Researchers at Singapore AI firm Sapient have christened the new reasoning AI a hierarchical reasoning model (HRM), and it is said to be based on the hierarchical and multi-timescale processing that the human brain uses. This is really the manner in which various regions of the brain combine information over different periods, from milliseconds to minutes.

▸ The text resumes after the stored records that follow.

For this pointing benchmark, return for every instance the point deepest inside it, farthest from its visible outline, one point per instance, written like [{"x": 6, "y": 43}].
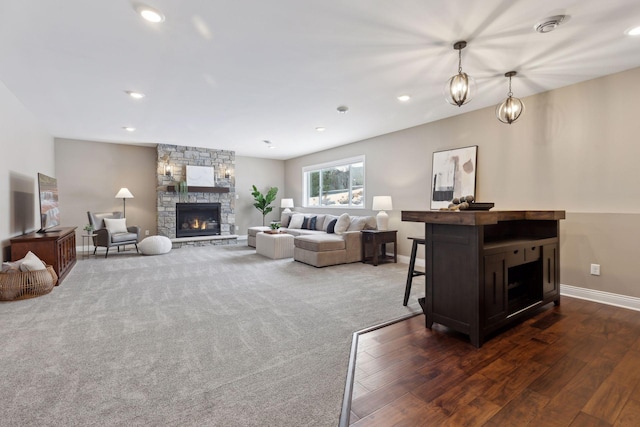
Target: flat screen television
[{"x": 49, "y": 211}]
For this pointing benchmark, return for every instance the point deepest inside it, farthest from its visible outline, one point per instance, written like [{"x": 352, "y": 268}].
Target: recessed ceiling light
[
  {"x": 149, "y": 14},
  {"x": 633, "y": 31},
  {"x": 133, "y": 94},
  {"x": 549, "y": 24}
]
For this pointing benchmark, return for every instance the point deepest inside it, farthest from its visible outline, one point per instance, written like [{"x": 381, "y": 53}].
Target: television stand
[{"x": 56, "y": 247}]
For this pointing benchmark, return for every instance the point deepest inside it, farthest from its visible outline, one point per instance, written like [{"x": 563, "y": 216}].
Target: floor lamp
[{"x": 124, "y": 194}]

Based on the scientists, the new model of reasoning has shown improved performance compared to current LLMs and can function more efficiently. All this, they say, is made possible due to the model requiring fewer parameters and training samples. The scientists asserted that the HRM model requires 27 million parameters as it employs 1,000 training samples. Parameters in AI models are the learned variables during training, including weights and biases. However, the majority of sophisticated LLMs have billions or trillions of parameters. How does it fare?

When the HRM was tested in the ARC-AGI benchmark, which is known to be among the toughest tests to find out how close models are to attaining artificial general intelligence, the new model showed remarkable results, according to the study.

The model scored 40.3 per cent in ARC-AGI-1, whereas OpenAI’s 03-mini-high had scored 34.5 per cent, Anthropic Claude 3.7 scored 21.2 per cent, and DeepSeek R1 scored 15.8 per cent. In the same vein, HRM performed better in the harder ARC-AGI-2 test with a 5 per cent score, leaving the other models far behind. Although the majority of current advanced LLMs rely on chain-of-thought (CoT) reasoning, researchers at Sapient maintained that the technique has some major limitations, i.e., 'brittle task decomposition, extensive data requirements, and high latency.' HRM, however, applies sequential reasoning tasks within one forward pass and not step-by-step. It consists of two modules: one high-level module that does slow and abstract planning and one low-level module that does fast and precise calculations.

This is based on how various parts of the human brain do planning versus rapid response. Additionally, HRM uses a process called iterative refinement, i.e., it begins with an approximate solution and refines it with many bursts of short thinking. Apparently, after every explosion, it verifies whether it should continue to refine or if the obtained results are satisfactory enough as the final result. Based on the scientists, HRM was able to solve Sudoku puzzles that typical normal LLMs are incapable of solving.

The model was also highly proficient in identifying the optimal routes in mazes, proving that it can solve structured and logical problems significantly better than LLMs. Although the findings are staggering, there is a point to be made that the paper, published in the arXiv database, is still to be peer-reviewed. However, the ARC-AGI benchmark team tried to reproduce the results after the model became open-source. The team did verify the numbers; however, they also discovered that hierarchical architecture did not accelerate performance significantly as reported. They discovered that a lesser-documented improvement process in the course of training was probably the cause for the robust figures.